1

I'm attempting to read a variable length string from an HDF5 dataset using the C API. The original C++ code that worked uses v1.8.15.1 of the HDF5 library. I decided to drop to C for debugging, as I have more control.

Unfortunately, I'm in a very tough predicament where I'm locked into using GCC 4.8.5 for my library (due to dependencies), but I'm trying to include this native component in a Python 3.7 Anaconda package. In this environment, I'm being forced to use a version of HDF5 (v1.10.6-hb1b8bf9_0) that was compiled using a modern version of GCC, so I'm hitting the GCC 5 ABI break boundary. I'm dealing with conflicting requirements and I'd rather find a solution to this problem, as this is the only issue between me and success. The uglier / more difficult solution involves custom library builds and lugging around custom-built conda packages - which, I would like to avoid.

Note: I'm only calling functions on the HDF5 library that use primitive C types (i.e., no STL types), so theoretically, I'm thinking this should be possible - all the other APIs seem to work fine. Maybe my assumptions is flawed. Anyway, I'll pose the question to see if anyone can offer some insight before I dig deeper into the HDF5 library.
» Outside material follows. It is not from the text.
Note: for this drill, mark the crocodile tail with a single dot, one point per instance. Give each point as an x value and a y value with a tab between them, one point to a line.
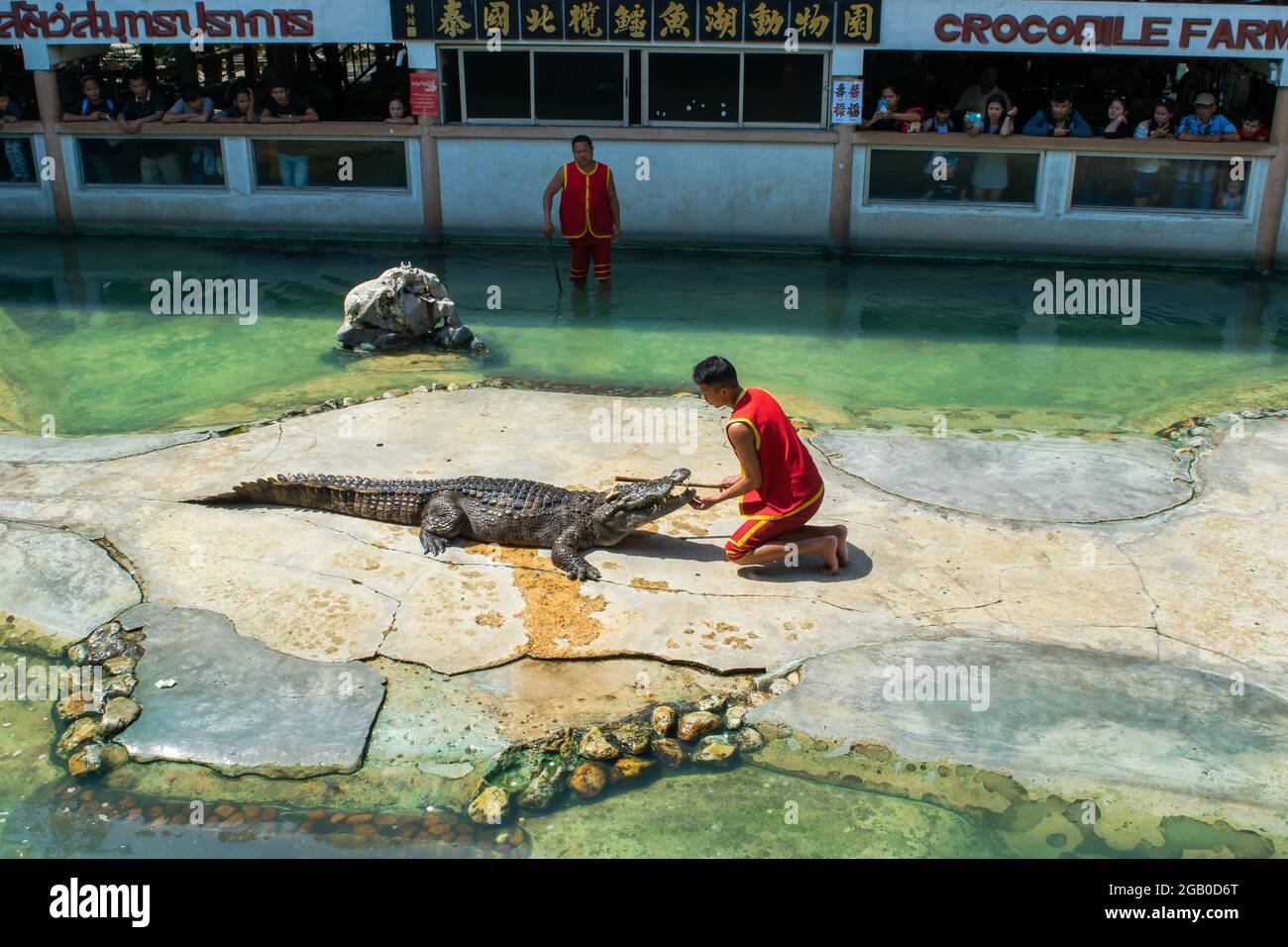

When viewing the dataset in HDFView, it has the following properties:

DATATYPE  H5T_STRING{
    STRSIZE H5T_VARIABLE;
    STRPAD H5T_STR_NULLTERM;
    CSET H5T_CSET_UTF8;
    CTYPE H5T_C_S1;}

The code I sandboxed to read the dataset is:

#include "hdf5.h"
#include <stdio.h>
#include <stdlib.h>
#include <string.h>

int main(int argc, char const *argv[])
{
    hid_t hfile, dset, space_id;
    int storage_size;
    herr_t status;
    char* s;
    int i;

    // open file and dataset
    hfile = H5Fopen("input.hdf5", H5F_ACC_RDONLY, H5P_DEFAULT);
    dset = H5Dopen(hfile, "/path/to/my_dataset", H5P_DEFAULT);

    // create memtype
    // Note: I removed the status checks for readability, they are all zero
    memtype = H5Tcopy(H5T_C_S1);
    status = H5Tset_size(memtype, H5T_VARIABLE);
    status = H5Tset_strpad(memtype, H5T_STR_NULLTERM);
    status = H5Tset_cset(memtype, H5T_CSET_UTF8);

    // get the storage size and space_id
    storage_size = H5Dget_storage_size(dset);
    space_id = H5Dget_space(dset);

    // allocate string buffer
    char* s = (char*)malloc(storage_size * sizeof(char));
    memset(s, 0, storage_size);

    // read string from dataset
    status = H5Dread(dset, memtype, space_id, H5S_ALL, H5P_DEFAULT, s);

    // printing the string buffer is problematic because it was not populated / null-terminated properly
    //printf("val: %s", s);

    // convert to integers to see what was returned
    for (i = 0; i < storage_size; i++)
        printf("s[%d]: %d\n", i, s[i]);

    free(s); s = 0;
    status = H5Sclose(space_id);
    status = H5Tclose(memtype);
    status = H5Dclose(dset);
    status = H5Fclose(hfile);

    return 0;
}

The output is:

s[0]: -128
s[1]: 38
s[2]: -24
s[3]: 0
s[4]: 0
s[5]: 0
s[6]: 0
s[7]: 0
s[8]: 0
s[9]: 0
s[10]: 0
s[11]: 0
s[12]: 0
s[13]: 0
s[14]: 0
s[15]: 0

To run the code, please create and activate a conda virtual environment with the HDF5 library installed using these commands:

conda create python=3.7 hdf5 -n hdf5TestVenv
conda activate hdf5TestVenv

As you can see, I'm getting junk filled in the provided char buffer. I've tried many variations on the memory type, size, strpad, and cset - none of them worked (most resulted in nothing being populated). Based on the properties from HDFView, I think I'm setting up the call correctly, but again, maybe my assumption that I can call this library from a GCC 4.8.5 library is flawed.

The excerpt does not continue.